Je regardais la jeune fille. L’échange qui suit fut ponctué de très très longs silences.
– Quel âge as-tu ?
– 11 ans.
– Où sont tes parents ?
– Ils sont partis.
– Ah ?
– Tu es toute seule ?
– Non… je suis avec mon frère.
– Où est-il ?
– Il fait la manche au MacDo, là-bas.
– Quel âge a-t-il ?
– Il a cinq ans.
– Où vis-tu ? Dans les campements ? Avec des connaissances de ton pays ?
– Non.
– Tu dors où ?
– Là où tu es.
– Et la police ne t’a pas emmenée avec ton frère ?
– Non.
– C’est pas possible ça !!
– Si.
– Depuis quand ?
– Un an.
Je laissai passer la navette.
– Et toi quel âge as-tu ?
– 57 !
– C’est pas possible ça !
– Si, je vais les avoir après-demain. Tu parles bien le français dis donc.
– Je suis allée à l’école un an.
– Et tu n’y vas plus ?
– Non, pas depuis que mes parents sont partis.
– Partis où ?
– Ils sont retournés en Bosnie
– Et toi tu voudrais retourner en Bosnie ?
– Oui… Je ne sais pas comment y aller.
– Mais c’est incroyable ce que tu dis ! Tu me dis la vérité ? !!!
– Oui.
– Tu n’es pas en train de me raconter des histoires ? Tu me mens ?
– Non… Pourquoi je te mentirais ?
– Je ne sais pas… Tu ne veux pas que je vous emmène au commissariat ? Vous pourrez dormir dans un foyer ou à l’hôtel et puis tu irais à l’école. J’ai des élèves comme toi dans mes classes.
– C’est grand ton école ?
– Oui. Mille élèves.
– Donne-moi un euro.
– Tu as besoin que je vous emmène à la police.
– À trois heures j’irai.
– Pourquoi à trois heures ?
– Je dois acheter une veste pour mon frère, il a froid…
– C’est cher une veste !
– Regarde, il y a Tati, j’ai vu une veste à cinq euros… Après j’irai à la police… J’irai à trois heures.
– À trois heures je ne peux pas vous emmener, je dois reprendre le travail. Tu sais où est le commissariat ?
– C’est loin.
– Non !
– Je n’ai pas de quoi … le bouze.
– Quoi ?
– Le bouze.
– Quoi ? La blouse ?
– Non, le bouss.
– Ah, tu n’as pas de quoi prendre le bus !! Mais ce n’est pas loin, on peut y aller à pied. Tu as besoin d’être protégée, d’être accompagnée d’adultes.
– Qu’est-ce que c’est, adulte ?
– Un adulte est une grande personne, tu es une enfant toi, tu ne dois pas rester seule.

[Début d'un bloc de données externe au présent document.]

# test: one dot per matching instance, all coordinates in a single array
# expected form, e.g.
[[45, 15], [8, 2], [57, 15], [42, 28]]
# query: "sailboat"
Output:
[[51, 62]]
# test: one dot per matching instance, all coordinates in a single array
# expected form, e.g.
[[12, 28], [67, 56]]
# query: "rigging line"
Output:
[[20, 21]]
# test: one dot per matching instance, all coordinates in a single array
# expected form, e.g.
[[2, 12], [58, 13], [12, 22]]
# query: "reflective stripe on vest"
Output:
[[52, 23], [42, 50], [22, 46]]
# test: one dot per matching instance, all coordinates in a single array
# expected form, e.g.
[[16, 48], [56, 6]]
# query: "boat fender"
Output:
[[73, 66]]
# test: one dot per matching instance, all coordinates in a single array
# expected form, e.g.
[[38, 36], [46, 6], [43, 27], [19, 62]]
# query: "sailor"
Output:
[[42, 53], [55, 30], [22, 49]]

Mais comment fais-tu pour te laver ?
– Je vais à Crimée. À Crimée, on a la douche gratuite une fois par semaine. Le samedi.
– Hmmh… C’est pas une vie ça !
– Non. C’est pas une vie…
– Des hommes vont te proposer de te prostituer, des gens peuvent t’encourager à te droguer…
– Oui, des hommes souvent. Je cours très vite.
– Non non, je dois vous emmener.
– À trois heures.
– C’est pas un euro dont tu as besoin, c’est de changer cette situation.
– Oui. Tu vois la dame qui vend des choses par terre, elle nous donne à manger.
– Ah, tu connais quelqu’un ?
– Oui.
– Elle est de ta famille ? De ton pays ?
– Non.
(J’ai laissé passer deux navettes) je dois prendre celle-là car j’ai des rendez-vous.
Oui.
… Je me dirigeais vers la file pour la navette, elle s’éloignait et, montant dans le bateau, elle se rapprochait pour me montrer son petit frère. Elle me fit signe de la main que je lui rendais.
Regardant le soleil et les sillons dans l’eau, mille pensées et émotions se bousculaient. Je décidai de revenir, ce weekend.